“I am quite ready.”

The detective got up, paid the bill for his dinner, and took another cigar, while M. Havard, faithful to his usual habits, refused the Havana Tom Bob offered him and drew a cigarette from his case. The two police-officials left the restaurant and made for the landing, where the ferry-boat was again putting in.

“Get in,” M. Havard urged the American.

“After you!” protested the Head of the Criminal Bureau. “Halloa, have you a light about you? Will you pass me a match, I haven’t got one.”

Tom Bob looked at his cigar. “I’m not well alight myself,” he said, and pulling a box of vestas from his pocket, he lit one, handed it to M. Havard, then took it back and applied it to his own cigar; then, as the match was beginning to burn his fingers, he tossed it into the lake.

But then, suddenly, with terrifying intensity, with an incredible rapidity, a fantastic, unheard-of, appalling thing happened. The very instant the burning match touched the water, the lake caught fire and blazed up fiercely, giving off dense clouds of smoke and sending up huge flickering flames of red and blue that instantly covered the whole surface with a sheet of fire.
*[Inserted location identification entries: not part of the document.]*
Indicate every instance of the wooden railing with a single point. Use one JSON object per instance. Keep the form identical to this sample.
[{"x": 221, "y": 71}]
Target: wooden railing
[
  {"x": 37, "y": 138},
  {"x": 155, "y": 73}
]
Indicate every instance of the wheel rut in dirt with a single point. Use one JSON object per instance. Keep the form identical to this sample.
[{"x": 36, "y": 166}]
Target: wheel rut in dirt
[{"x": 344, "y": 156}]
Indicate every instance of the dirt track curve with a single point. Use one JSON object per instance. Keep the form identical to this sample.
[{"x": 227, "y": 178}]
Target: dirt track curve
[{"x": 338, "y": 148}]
Fortunately Tom Bob had managed to grip M. Havard by the arm and drag him back from the boat he was just getting into, and both started running breathlessly for the middle of the island, accompanied as they went by the various employés of the Azaïs, the manager and a few customers who were still on the premises, all flying headlong before the flames. The sight was fairylike, unforgettable

, but tragic to the last degree. The whole lake indeed was a veritable sea of fire, which the eye could not pierce. From this gigantic brazier a sooty smoke went up in swirling eddies, instantly veiling the sky with thick, heavy clouds. The heat was terrific, so intense that the sweat rolled in torrents down the faces of the unfortunates imprisoned on the island. The air indeed was almost unbreathable. All round the party branches kept breaking off the trees and the smaller boughs

beginning to flare up, while the shrubs dipping in the water were in turn taking fire.

“We are done for!” groaned M. Havard. But Tom Bob preserved his presence of mind.